Cientistas apostam em pele em 3D para testes de cosméticos

Biomaterial criado por pesquisadores da Universidade de São Paulo reproduz a reação do tecido humano à exposição a químicos diversos. A expectativa é de que a solução seja uma alternativa aos experimentos com cobaias feitos também pela indústria farmacêutica

Mais de 192 milhões de animais são usados, anualmente, em laboratórios de todo o mundo para testes de produtos químicos, desde fragrâncias a analgésicos, segundo dados da Humane Society International (HSI). Como uma alternativa ao uso de cobaias para esses experimentos, pesquisadores da Universidade de São Paulo (USP) avaliaram o desempenho de um modelo de pele artificial humana produzida em impressora 3D. Segundo os criadores, o material pode ser produzido em larga escala para avaliar irritações cutâneas por produtos químicos e cosméticos, além de ser uma alternativa a testes em seres vivos.

As peles artificiais são recriadas em laboratório a partir de células humanas que seriam descartadas. No modelo tradicional, isso se dá com o uso de pipetas, "pingando" as células. Com a nova solução, o material biológico é depositado pela máquina de bioimpressão até formar um tecido completo desejado. "As características têm a finalidade de mimetizar, da forma mais semelhante possível, a pele humana em sua estrutura e suas respostas biológicas frente a estímulos", afirma Julia Bagatin, primeira autora do estudo, publicado na revista Bioprinting.

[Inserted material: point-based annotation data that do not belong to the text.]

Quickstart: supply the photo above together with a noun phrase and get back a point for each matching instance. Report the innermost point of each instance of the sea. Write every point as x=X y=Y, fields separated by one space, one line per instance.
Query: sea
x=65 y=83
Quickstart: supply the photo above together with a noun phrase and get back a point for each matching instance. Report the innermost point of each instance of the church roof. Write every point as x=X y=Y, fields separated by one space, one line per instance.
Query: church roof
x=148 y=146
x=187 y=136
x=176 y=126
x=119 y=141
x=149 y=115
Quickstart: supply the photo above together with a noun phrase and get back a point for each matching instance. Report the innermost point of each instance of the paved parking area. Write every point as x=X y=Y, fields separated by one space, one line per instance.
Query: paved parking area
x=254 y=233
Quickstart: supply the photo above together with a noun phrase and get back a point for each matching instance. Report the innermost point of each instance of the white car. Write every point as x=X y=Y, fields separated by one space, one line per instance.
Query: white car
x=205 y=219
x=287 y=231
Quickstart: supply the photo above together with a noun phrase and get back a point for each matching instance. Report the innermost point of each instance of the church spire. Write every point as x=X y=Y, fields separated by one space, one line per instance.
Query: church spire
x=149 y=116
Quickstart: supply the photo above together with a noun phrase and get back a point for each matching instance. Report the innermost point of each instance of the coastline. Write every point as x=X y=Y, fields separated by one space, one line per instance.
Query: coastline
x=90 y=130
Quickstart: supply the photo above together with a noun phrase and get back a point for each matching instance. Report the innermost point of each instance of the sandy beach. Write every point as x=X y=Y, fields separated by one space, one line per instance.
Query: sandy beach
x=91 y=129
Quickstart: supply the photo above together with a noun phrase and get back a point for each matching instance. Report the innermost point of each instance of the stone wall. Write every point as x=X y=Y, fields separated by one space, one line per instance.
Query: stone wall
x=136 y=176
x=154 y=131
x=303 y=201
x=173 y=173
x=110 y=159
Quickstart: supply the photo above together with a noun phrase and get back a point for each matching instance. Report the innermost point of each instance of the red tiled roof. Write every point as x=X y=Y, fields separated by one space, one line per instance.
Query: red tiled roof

A pesquisadora explica que a bioimpressora foi programada a partir de parâmetros como densidade e altura desejada do material biológico. Dessa forma, ela assume o papel da ação manual humana, depositando as células conforme o desenho predefinido para a construção da pele. "A automatização e a precisão na injeção dos materiais biológicos, além do controle do espaço na deposição de componentes funcionais na construção de estruturas 3D, fazem da impressão uma técnica poderosa na engenharia de tecidos", diz a também doutoranda do Departamento de Fisiopatologia e Toxicologia da Faculdade de Ciências Farmacêuticas da USP.

Bagatin lembra que, conforme a programação e o material escolhido, é possível, por meio da técnica da bioimpressão, produzir estruturas avançadas. "Isso leva sempre a sugerir que podem ser construídas peles in vitro mais complexas, tentando mimetizar cada vez mais a complexidade da pele humana", diz. "Esse material pode ser utilizado na pesquisa de doenças ou em testes de segurança e eficácia de produtos de consumo humano", indica.

O trabalho, que contou com o apoio da Fundação de Amparo à Pesquisa do Estado de São Paulo (Fapesp), foi conduzido com Denisse Esther Camarena, da Faculdade de Ciências Farmacêuticas da USP. A dupla avalia que a técnica permite a produção em larga escala de pele humana artificial e a automatização do processo de reconstrução desse tecido por meio de uma metodologia precisa e confiável.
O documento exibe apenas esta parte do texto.